Sujit Mukherjee had many facets to his personality. He was a creative writer, translator, publisher and a person who had a passion for cricket and love for his country and its literature. He was a visionary who did what he thought and believed in. To honour his contributions and to keep him alive through the subjects that were very dear to him, the Centre for Comparative Literature, University of Hyderabad, took an initiative and began the Sujit Mukherjee Memorial Lecture. The first memorial lectures’ session began with his friends, publishers and dignitaries remembering Sujit Mukherjee and their personal interactions with him.
The Lecture hosted by the Centre for Comparative Literature, School of Humanities, started with a Panel Discussion on Publishing. The discussants were Mini Krishnan of OUP, Deepa Chattopadhay of CUP, Rasana Atreya, a self publisher and others. On this occasion a book was released by Prof. Ramakrishna Ramaswamy, Vice-Chancellor, UoH. Later it was followed by another panel on Translation where Mini Krishnan and Priya Adarkar spoke. There were many dignitaries from the city like Rohini Mukherjee, Prof. T. Vijay Kumar, Aparajita Sinha Roy and others. Prof. Tutun Mukherjee of the Centre for Comparative Literature, UoH chaired the sessions.

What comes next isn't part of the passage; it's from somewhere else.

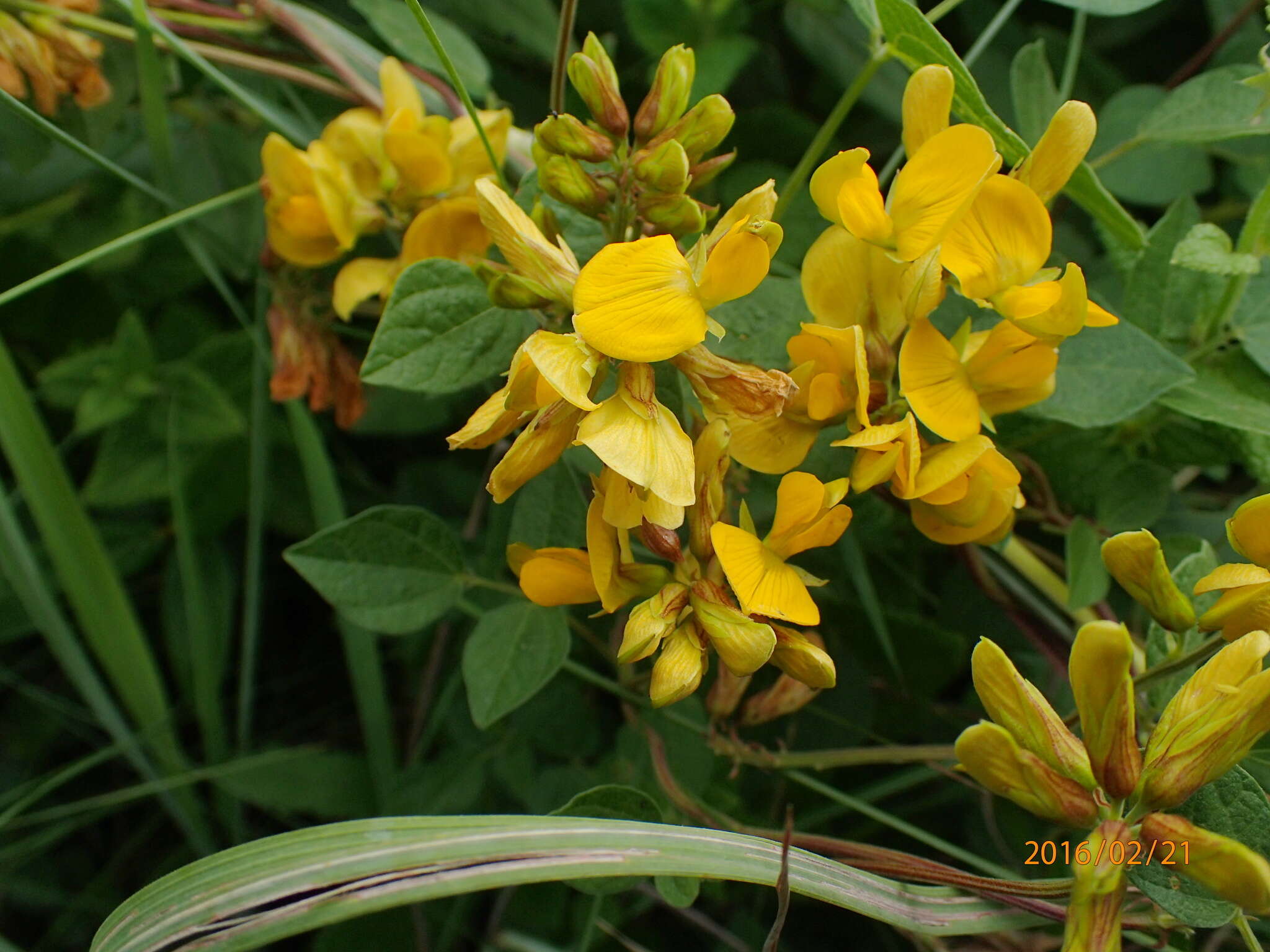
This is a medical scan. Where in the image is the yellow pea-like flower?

Dr. Sen delivered the lecture on “Translation and Multilingualism” highlighting the memories and concepts of Sujit Mukehrjee. She said, “Budhadeb Bose pioneered comparative literature in India pushing beyond the belief in the necessity of translation to overcome the boundaries of language. Subsequently this idea has re-emerged. It is extremely important to know oneself as an Indian. We always aspire to be known outside India but Sujit did not want this, he wanted all of us to know India and to be known in India.”
During the lecture she remembered their personal interaction and works that they did together and said that both of them did not know each other’s work before 1966, but their thinking were on similar lines. She opines that translation is the primary tool in recognizing Indianness and Indian literature shows its face in translation. She said it is like finding your own head on another person’s body. Without translation we cannot write history of Indian literature and no regional language stands on its own, she added. Dr. Sen commented on the present translation scenario and said that nobody is thinking to translate another persons work. Even if they translate, they do it for World Literature and not for the Indian readers. I write in one language and people read it in another language, she said while concluding the lecture.